How many grams of sodium hydroxide are needed to completely neutralize 25.0 grams of sulfuric acid?

Jun 8, 2016

$20.4 g$ $N a O H$

Explanation:

A Neutralization reaction occurs when a strong acid reacts with a strong base to produce water and a salt (ionic compound).
In our case, sulfuric acid (strong acid) will react with sodium hydroxide (strong base) to form water and sodium sulfate:

${H}_{2} S {O}_{4} + 2 N a O H \rightarrow N {a}_{2} S {O}_{4} + 2 {H}_{2} O$

We start with the units that we want to end up with and we set that equal to our given value, which will be multiplied by a conversion factor (the molar ratio from the balanced chemical equation).

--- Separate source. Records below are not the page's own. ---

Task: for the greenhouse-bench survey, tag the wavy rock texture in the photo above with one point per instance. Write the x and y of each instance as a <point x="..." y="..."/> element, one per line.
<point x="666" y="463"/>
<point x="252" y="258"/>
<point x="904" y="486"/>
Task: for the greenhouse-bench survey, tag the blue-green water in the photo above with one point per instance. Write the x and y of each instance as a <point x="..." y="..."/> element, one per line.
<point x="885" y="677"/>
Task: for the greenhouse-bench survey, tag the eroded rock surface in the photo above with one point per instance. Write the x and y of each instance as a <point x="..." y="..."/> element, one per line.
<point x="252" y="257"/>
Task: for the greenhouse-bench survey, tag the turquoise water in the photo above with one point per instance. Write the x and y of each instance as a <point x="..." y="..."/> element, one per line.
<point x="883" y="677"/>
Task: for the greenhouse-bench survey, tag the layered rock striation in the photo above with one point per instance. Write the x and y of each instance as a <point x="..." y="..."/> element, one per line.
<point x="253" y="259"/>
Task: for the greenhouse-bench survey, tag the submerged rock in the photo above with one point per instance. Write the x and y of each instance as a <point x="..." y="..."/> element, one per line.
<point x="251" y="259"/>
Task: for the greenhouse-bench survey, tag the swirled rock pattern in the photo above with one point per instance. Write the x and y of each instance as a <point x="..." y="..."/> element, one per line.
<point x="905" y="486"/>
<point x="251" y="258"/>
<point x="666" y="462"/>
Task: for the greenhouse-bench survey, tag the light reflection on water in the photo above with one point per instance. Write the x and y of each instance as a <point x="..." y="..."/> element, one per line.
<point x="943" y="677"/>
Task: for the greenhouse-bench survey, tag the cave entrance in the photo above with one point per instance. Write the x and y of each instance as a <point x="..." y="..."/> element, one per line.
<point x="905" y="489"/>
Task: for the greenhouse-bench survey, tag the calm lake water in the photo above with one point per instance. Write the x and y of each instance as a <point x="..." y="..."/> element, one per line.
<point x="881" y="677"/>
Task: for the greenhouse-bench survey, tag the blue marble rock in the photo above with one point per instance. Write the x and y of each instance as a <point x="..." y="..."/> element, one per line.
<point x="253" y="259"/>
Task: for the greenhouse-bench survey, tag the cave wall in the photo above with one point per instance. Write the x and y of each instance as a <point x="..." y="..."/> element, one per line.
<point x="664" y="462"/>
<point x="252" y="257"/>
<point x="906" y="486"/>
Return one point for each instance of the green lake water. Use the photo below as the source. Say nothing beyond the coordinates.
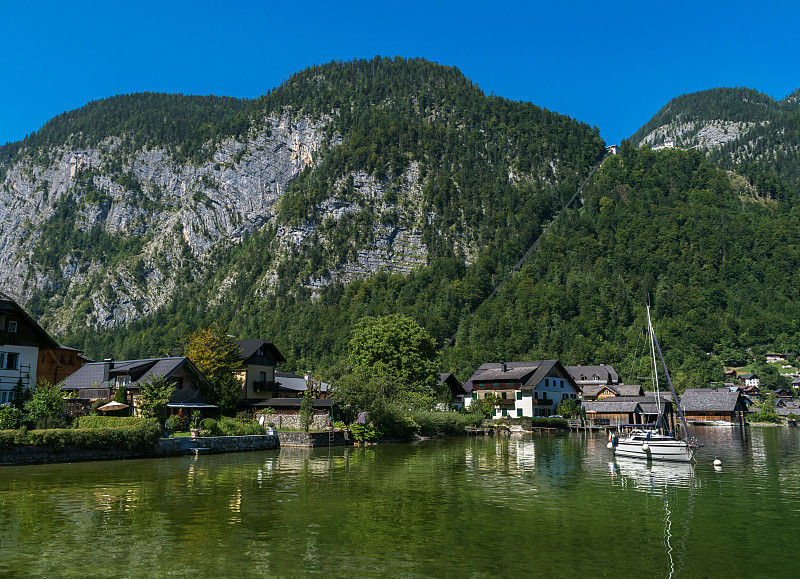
(554, 505)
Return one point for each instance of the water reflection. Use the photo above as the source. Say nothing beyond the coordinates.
(660, 481)
(395, 510)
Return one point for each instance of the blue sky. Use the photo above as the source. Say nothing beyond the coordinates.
(613, 65)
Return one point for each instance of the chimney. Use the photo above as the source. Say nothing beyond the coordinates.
(108, 364)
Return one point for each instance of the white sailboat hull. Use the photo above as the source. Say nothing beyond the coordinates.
(665, 449)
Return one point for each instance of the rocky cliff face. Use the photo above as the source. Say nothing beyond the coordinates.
(176, 216)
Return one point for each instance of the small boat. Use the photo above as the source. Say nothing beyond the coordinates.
(654, 441)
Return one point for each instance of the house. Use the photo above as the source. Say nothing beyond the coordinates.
(600, 392)
(55, 364)
(749, 380)
(101, 380)
(783, 394)
(457, 391)
(257, 371)
(786, 407)
(21, 340)
(593, 375)
(613, 412)
(522, 388)
(712, 404)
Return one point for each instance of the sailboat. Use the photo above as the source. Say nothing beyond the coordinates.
(654, 441)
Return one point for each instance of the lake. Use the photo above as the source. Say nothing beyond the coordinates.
(550, 505)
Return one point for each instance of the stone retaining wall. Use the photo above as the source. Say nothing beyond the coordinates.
(164, 447)
(340, 438)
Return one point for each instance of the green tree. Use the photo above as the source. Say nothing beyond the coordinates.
(217, 357)
(213, 352)
(156, 392)
(46, 406)
(397, 348)
(765, 410)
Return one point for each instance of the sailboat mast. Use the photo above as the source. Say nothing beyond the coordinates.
(653, 354)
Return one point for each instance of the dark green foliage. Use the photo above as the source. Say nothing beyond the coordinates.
(361, 432)
(209, 425)
(10, 418)
(765, 153)
(236, 427)
(306, 410)
(444, 423)
(109, 421)
(140, 437)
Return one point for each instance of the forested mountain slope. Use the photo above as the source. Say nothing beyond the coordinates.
(742, 130)
(170, 211)
(718, 264)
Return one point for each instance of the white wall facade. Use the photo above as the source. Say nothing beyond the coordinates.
(26, 358)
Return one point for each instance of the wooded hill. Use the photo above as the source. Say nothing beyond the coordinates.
(479, 177)
(741, 130)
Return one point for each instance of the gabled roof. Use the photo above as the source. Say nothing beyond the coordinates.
(529, 373)
(612, 406)
(711, 400)
(94, 373)
(250, 347)
(295, 382)
(590, 390)
(42, 338)
(606, 374)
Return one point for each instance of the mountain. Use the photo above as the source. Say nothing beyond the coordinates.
(742, 130)
(143, 204)
(396, 186)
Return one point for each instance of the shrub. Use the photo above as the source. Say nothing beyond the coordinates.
(236, 427)
(444, 423)
(10, 418)
(140, 437)
(393, 422)
(110, 421)
(176, 423)
(210, 426)
(363, 432)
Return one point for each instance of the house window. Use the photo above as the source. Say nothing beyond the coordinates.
(9, 360)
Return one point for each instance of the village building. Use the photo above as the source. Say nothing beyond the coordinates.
(612, 412)
(522, 388)
(713, 405)
(457, 391)
(600, 392)
(257, 371)
(600, 375)
(21, 341)
(55, 364)
(101, 381)
(749, 380)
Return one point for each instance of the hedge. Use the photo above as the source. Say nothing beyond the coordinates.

The $98.08 \frac{g}{m o l}$ represents the molar mass of sulfuric acid and the $40.0 \frac{g}{m o l}$ is the molar mass of sodium hydroxide.

So, what we have is:

$g N a O H$ = $25.0 g {H}_{2} S {O}_{4} \times \frac{1 m o l {H}_{2} S {O}_{4}}{98.08 g {H}_{2} S {O}_{4}} \times \frac{2 m o l N a O H}{1 m o l {H}_{2} S {O}_{4}} \times \frac{40.0 g N a O H}{1 m o l N a O H}$ $=$ $20.4 g$ $N a O H$